– Тут много непонятного. В каждом ковчеге было по скафандру. Один, с надписью “Морестер” стоит в Хемейнстерааде. А где тогда второй, с “Гроот Зимбабве”?

Винк хмыкнул с сомнением:

– Ну, допустим, он остался на ковчеге.

– Отлично, – кивнул Грут, – значит завтра я его найду. А если нет?

– Может, его и не было?

– Брауэр сказала, что их было два.

– Мало ли что сказала Брауэр? – Винк обмотал руку тряпкой, вытащил из костра одну из банок. – Ешь! – сказал он Груту и воткнул ложку. Из банки одуряюще пахло кашей с мясом, самым вкусным в мире блюдом, которое можно приготовить только на костре.

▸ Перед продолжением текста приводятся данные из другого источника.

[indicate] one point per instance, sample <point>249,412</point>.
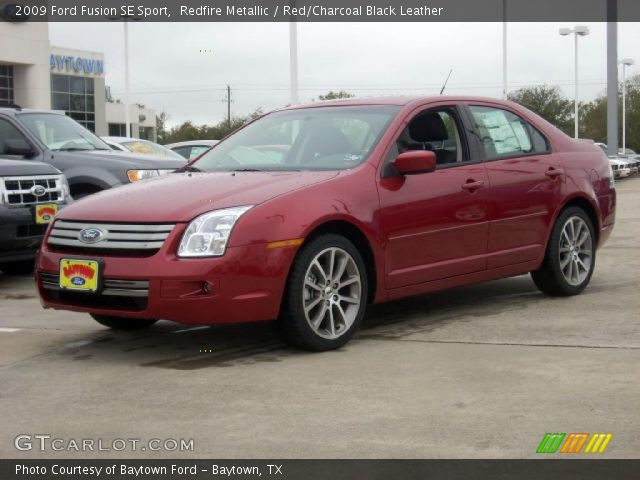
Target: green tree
<point>594,116</point>
<point>331,95</point>
<point>189,131</point>
<point>548,102</point>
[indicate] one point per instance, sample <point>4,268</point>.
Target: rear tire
<point>570,257</point>
<point>23,267</point>
<point>122,323</point>
<point>326,295</point>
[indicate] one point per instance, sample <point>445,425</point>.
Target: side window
<point>437,131</point>
<point>8,132</point>
<point>184,151</point>
<point>197,150</point>
<point>504,134</point>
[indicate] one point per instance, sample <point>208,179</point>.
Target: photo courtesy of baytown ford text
<point>319,239</point>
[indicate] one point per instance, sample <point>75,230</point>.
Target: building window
<point>117,130</point>
<point>6,85</point>
<point>75,96</point>
<point>146,133</point>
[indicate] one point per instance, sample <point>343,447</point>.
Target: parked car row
<point>623,164</point>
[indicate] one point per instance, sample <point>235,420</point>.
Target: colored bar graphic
<point>598,443</point>
<point>573,442</point>
<point>550,442</point>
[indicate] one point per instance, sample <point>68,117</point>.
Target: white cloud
<point>183,68</point>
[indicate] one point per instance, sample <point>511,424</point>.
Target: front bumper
<point>246,284</point>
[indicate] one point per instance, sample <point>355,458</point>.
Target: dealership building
<point>35,74</point>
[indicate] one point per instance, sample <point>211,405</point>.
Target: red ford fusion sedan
<point>310,213</point>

Грут сунул ложку в рот. Задышал часто, пока еда чуть не остынет. Проглотил и по щекам потекли слёзы боли и удовольствия.

– Фуух! – он помахал ложкой в воздухе. – Я читал списки оборудования на борту ковчегов. Скафандры были на обоих. В списке того, что привезли с “Гроот Зимбабве” скафандра уже не было. Тебе не странно?

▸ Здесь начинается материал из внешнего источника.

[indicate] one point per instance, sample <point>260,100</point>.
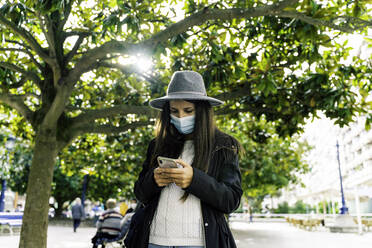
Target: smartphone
<point>167,162</point>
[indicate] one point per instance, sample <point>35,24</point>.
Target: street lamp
<point>343,209</point>
<point>9,144</point>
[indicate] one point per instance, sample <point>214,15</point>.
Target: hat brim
<point>158,103</point>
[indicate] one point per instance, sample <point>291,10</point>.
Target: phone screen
<point>167,162</point>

Винк, сосредоточенно поглощал кашу, но отвлёкся ответить:

– Может капитан ван Ситтарт себе его на память взял.

– Может, – согласился Грут, – но зачем он ему?

Винк, чавкая, пожал плечами. Грут кивнул:

– Чего гадать? Завтра я осмотрю ковчег и всё выясню.

Винк поперхнулся:

– Чего?? До меня только сейчас дошло. Он наполовину затоплен. Как ты собираешься его осматривать?

Грут улыбнулся.

– Ты с катушек съехал? Вода градусов 5-7 максимум.

Грут улыбнулся ещё шире.

– Даже не думай! Я не хочу твой труп тащить в город.

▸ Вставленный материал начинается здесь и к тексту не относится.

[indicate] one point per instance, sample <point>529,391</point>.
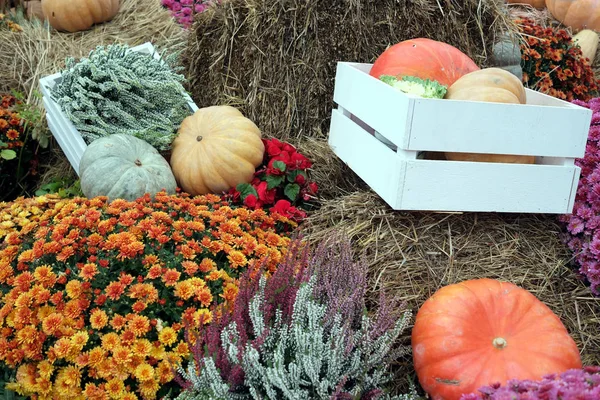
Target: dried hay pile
<point>276,59</point>
<point>413,254</point>
<point>39,51</point>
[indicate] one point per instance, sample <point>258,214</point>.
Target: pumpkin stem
<point>499,343</point>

Грут хлопнул Винка по плечу:

– Расслабься, обойдёмся без трупов. Я обвяжусь тросом. А на берегу мы соберём сауну, я взял у отца. Поплавал – согрелся. Всё будет путём, не бойся.

Винк сбросил его руку:

– Ты больной на всю голову. Ради чего? Ради доклада?

– Ради Чана.

– Ты уверен, что ему это нужно?

Где-то далеко, за Голиафом, протрубил медведь-ревун, мается перед спячкой. Грут поворошил прогоревшие ветки. От костра вверх взлетели яркие оранжевые искры. Совсем как ковчеги с Земли 16 лет назад, огромные неуклюжие коробки с висящими в мутной жидкости людьми, тысячами людей, больше похожих на местную селёдку в бочках. У каждого к левой руке примотана капельница. У каждого лодыжки охвачены эластичной лентой, привязанной к решетчатому полу. Разве так должно выглядеть человечество, шагнувшее к звёздам?

– Винк, – ответил он, – если то, что я узнаю, навредит Чану, ни я, ни ты никому слова не скажем. Согласен?

Винк кивнул

– Но по всему выходит, что с мениером Чаном поступили несправедливо. И я хочу узнать правду. Хочу настолько сильно, что меня совсем не пугает купание в Собачьей Луже.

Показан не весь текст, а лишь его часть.